RICHMOND, Va. -- Virginia took a big step Thursday toward eliminating most of the state's 21 abortion clinics, approving a bill that would likely make rules so strict the medical centers would be forced to close, Democrats and abortion rights supporters said.
Gov. Bob McDonnell, a Republican and Catholic, supports the measure and when he signs it into law, Virginia will become the first state to require clinics that provide first-trimester abortions to meet the same standards as hospitals. The requirements could include anything from expensive structural changes like widening hallways to increased training and mandatory equipment the clinics currently don't have.
While abortion providers must be licensed in Virginia, the clinics resemble dentists' offices and are considered physicians offices, similar to those that provide plastic and corrective eye surgeries, colonoscopies and a host of other medical procedures.
Democrats and abortion rights supporters said the change would put an estimated 17 of the state's 21 clinics out of business. Most of the clinics also provide birth control, cancer screenings and other women's health services.
"This is not about safety for women. This is about ideology, and this is about politics," said Tarina Keene, executive director of NARAL Pro-Choice Virginia. "The women of the commonwealth are going to be the ones left to suffer."
Abortion rights supporters warned of legal challenges while supporters heralded it as a way to make the procedures safer.
"It is not about banning abortions," said Sen. Jill Vogel, R-Winchester. "It is simply caring for women who are about to have an invasive surgical procedure and creating an environment for them where they have the opportunity to do that in a place that is safe."

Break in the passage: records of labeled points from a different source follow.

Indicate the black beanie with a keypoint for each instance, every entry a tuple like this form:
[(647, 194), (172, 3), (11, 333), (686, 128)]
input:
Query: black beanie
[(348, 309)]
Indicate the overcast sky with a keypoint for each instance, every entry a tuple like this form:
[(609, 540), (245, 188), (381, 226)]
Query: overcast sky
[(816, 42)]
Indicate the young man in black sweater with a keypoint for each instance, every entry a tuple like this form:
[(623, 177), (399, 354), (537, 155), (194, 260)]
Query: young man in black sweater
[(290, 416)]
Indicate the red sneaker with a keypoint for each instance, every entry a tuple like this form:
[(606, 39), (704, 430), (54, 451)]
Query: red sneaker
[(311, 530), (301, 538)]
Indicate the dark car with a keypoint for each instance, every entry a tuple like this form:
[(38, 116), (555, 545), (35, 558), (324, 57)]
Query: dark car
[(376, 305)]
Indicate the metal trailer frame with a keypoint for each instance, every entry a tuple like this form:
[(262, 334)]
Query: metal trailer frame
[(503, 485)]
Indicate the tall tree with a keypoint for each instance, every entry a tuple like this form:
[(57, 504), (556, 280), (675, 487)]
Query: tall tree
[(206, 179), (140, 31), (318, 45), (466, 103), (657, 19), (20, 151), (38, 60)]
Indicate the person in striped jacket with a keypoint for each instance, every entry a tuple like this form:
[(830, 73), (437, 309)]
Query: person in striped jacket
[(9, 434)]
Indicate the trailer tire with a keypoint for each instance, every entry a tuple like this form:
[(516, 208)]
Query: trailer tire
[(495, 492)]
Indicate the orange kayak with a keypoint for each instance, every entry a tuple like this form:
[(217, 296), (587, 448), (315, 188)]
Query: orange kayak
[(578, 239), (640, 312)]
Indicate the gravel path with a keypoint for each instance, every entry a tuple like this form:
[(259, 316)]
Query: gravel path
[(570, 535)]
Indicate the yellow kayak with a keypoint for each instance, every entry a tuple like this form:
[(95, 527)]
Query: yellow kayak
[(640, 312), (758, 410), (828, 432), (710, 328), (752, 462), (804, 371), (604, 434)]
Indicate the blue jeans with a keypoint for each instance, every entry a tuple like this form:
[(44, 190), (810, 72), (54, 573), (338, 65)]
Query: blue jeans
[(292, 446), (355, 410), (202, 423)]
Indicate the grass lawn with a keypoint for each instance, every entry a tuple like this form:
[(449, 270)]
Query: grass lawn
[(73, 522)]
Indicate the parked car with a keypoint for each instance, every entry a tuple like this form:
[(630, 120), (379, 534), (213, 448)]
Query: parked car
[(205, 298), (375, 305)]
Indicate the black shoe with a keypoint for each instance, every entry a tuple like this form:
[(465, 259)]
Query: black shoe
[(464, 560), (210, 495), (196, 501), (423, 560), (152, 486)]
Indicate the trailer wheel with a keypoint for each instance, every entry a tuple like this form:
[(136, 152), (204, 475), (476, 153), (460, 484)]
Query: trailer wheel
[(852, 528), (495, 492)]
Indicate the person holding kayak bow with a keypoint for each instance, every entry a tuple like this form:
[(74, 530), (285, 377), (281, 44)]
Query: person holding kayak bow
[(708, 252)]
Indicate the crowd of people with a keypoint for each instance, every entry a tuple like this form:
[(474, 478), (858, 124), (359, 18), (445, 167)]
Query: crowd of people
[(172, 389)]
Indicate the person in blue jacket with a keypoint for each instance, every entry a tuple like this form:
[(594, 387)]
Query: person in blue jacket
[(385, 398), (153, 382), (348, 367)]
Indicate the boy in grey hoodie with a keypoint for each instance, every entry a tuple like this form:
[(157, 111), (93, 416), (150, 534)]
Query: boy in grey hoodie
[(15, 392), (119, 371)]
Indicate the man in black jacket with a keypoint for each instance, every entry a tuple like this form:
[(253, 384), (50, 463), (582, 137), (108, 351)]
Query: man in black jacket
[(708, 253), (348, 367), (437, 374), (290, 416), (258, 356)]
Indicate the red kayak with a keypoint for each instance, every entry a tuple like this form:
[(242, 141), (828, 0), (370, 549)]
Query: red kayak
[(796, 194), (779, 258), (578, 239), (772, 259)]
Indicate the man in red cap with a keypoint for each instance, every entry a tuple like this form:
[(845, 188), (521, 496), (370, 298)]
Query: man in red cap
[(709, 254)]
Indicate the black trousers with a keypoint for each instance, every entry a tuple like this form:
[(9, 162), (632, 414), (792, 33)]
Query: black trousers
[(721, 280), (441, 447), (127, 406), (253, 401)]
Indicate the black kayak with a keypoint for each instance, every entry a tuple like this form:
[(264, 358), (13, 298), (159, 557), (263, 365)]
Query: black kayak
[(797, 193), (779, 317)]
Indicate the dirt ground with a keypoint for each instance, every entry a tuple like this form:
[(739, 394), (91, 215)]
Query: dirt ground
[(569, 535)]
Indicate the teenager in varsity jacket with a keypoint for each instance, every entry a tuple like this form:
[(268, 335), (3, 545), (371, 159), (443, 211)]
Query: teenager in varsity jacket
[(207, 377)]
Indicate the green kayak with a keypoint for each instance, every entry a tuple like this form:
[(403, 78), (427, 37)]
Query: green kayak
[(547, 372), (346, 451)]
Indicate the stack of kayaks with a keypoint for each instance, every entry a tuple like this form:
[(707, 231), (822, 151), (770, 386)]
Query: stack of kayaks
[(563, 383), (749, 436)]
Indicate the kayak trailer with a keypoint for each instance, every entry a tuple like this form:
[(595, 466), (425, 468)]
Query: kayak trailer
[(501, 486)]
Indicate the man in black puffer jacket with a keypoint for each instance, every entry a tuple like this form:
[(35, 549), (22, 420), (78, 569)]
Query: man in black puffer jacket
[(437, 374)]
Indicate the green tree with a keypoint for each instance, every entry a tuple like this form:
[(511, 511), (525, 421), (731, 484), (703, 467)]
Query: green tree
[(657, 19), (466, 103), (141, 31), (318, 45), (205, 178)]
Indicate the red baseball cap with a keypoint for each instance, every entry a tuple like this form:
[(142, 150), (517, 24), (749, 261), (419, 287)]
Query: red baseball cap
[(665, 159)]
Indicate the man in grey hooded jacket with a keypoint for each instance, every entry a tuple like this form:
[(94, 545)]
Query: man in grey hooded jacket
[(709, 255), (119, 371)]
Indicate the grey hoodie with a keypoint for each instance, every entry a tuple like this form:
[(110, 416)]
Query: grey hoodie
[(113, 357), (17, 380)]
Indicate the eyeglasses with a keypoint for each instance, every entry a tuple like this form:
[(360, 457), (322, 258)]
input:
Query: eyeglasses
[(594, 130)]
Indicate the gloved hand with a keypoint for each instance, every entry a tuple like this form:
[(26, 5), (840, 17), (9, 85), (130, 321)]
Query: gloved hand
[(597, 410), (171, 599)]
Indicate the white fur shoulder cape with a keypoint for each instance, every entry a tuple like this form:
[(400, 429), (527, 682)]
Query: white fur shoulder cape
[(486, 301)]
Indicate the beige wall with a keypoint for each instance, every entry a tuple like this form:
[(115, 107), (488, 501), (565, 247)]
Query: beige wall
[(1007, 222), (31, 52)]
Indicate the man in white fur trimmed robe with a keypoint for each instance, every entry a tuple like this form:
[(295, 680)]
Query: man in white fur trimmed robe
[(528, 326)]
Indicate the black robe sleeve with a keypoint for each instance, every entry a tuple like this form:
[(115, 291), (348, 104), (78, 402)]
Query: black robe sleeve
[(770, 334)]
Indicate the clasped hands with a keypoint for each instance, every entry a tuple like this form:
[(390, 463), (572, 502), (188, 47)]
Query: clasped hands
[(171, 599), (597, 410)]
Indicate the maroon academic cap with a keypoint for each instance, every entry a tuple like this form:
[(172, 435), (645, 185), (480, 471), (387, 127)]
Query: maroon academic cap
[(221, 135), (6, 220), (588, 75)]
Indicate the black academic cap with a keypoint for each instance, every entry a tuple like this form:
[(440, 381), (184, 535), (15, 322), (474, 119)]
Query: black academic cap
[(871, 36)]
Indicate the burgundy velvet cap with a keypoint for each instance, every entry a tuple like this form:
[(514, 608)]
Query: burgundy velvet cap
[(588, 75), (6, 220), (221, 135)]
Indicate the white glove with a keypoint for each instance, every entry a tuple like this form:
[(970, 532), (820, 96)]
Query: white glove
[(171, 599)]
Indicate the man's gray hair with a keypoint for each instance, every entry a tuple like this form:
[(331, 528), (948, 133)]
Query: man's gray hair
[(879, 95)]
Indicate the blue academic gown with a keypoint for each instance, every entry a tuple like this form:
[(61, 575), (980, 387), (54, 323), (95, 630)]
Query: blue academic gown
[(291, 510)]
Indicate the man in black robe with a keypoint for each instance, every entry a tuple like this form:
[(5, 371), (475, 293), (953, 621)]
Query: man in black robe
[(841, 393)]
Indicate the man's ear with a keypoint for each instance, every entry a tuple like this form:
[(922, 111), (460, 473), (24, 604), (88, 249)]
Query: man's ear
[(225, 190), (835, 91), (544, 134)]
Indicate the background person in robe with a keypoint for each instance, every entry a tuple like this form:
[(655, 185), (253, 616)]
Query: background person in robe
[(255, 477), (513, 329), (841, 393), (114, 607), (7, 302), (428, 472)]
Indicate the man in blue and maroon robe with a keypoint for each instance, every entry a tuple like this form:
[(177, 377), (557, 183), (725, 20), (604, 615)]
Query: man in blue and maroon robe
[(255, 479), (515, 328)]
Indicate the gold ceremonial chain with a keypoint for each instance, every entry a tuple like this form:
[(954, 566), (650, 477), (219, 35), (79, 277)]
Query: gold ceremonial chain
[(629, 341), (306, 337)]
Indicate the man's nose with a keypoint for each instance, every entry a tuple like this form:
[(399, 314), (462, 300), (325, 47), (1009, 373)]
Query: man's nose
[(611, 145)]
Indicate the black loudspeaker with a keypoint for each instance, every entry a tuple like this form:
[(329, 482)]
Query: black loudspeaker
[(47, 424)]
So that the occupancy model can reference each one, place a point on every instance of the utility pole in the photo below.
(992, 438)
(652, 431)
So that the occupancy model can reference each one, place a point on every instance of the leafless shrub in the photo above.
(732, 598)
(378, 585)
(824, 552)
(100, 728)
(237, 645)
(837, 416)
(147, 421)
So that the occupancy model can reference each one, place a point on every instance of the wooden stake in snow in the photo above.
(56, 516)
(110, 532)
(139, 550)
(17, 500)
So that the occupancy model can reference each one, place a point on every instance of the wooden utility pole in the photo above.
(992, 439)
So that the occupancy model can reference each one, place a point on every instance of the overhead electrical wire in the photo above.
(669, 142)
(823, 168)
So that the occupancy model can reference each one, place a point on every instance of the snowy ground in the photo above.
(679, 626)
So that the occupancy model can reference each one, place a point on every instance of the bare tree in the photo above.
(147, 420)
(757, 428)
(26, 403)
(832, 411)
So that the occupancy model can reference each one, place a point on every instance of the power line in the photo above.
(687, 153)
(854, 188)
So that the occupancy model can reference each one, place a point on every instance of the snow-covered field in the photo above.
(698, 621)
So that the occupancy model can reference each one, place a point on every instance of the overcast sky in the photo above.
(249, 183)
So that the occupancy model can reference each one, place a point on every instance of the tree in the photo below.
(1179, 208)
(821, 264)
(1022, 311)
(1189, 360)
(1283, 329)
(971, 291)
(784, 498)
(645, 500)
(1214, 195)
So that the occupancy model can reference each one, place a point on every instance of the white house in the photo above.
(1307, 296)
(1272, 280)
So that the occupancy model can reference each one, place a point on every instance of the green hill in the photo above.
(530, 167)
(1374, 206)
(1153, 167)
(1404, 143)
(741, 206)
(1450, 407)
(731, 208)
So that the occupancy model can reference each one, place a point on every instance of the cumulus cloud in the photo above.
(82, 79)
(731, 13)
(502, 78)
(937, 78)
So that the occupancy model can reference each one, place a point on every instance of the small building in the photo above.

No other state requires clinics that provide early abortions to meet hospital standards.
Nineteen states, including Virginia, require an abortion to be performed in a hospital after 12 weeks, according to the Guttmacher Institute, which tracks abortions and laws concerning the procedures.
More than 27,000 of the 28,000 abortions performed each year in Virginia are completed during the first-trimester, Keene said.
"Does Virginia really want to take the lead in such obstruction?" asked Sen. Maime Locke, D-Hampton, who called the bill "draconian and patriarchal at best."
Democrats argued it wouldn't pass constitutional muster because it would put an undue burden on poor women and those in rural areas, where clinics likely would close. They also argued it would violate the equal protection guarantees of the Constitution by treating abortions differently than similar procedures.
"Absolutely all that will be accomplished by this vote is to restrict access to a safe and legal procedure to poor women," said Sen. Mary Margaret Whipple, D-Arlington. "This does nothing to end abortions. It is purely discriminatory. It makes me heartsick."
Laurence H. Tribe, professor of constitutional law at Harvard Law School, said the bill would likely be deemed unconstitutional "because its transparent purpose and effect would be to make such early abortions far more difficult if not impossible for many women to obtain."
Attorney General Ken Cuccinelli, who supported similar legislation as a state senator, said he believes the law would be constitutional.
"For over 25 years, Virginia abortion clinics have not been held to minimal health and safety standards," he said. "As a result, women who walk into these clinics are often not treated with the care and respect that any human being deserves."
Anti-abortion bills typically die in a Democrat-controlled Senate committee, but Republicans in the House tacked it onto a bill that already had passed the Senate. Doing so allowed the bill to sidestep the committee and forced a vote on the Senate floor, where Democrats hold a 22-18 majority.
Two anti-abortion Democrats voted with Republicans, and Lt. Gov. Bill Bolling, a Republican, cast the tie-breaking vote after hours of debate.
After it becomes law in July, the state Board of Health will take public comments before issuing the guidelines. The board is appointed by the governor.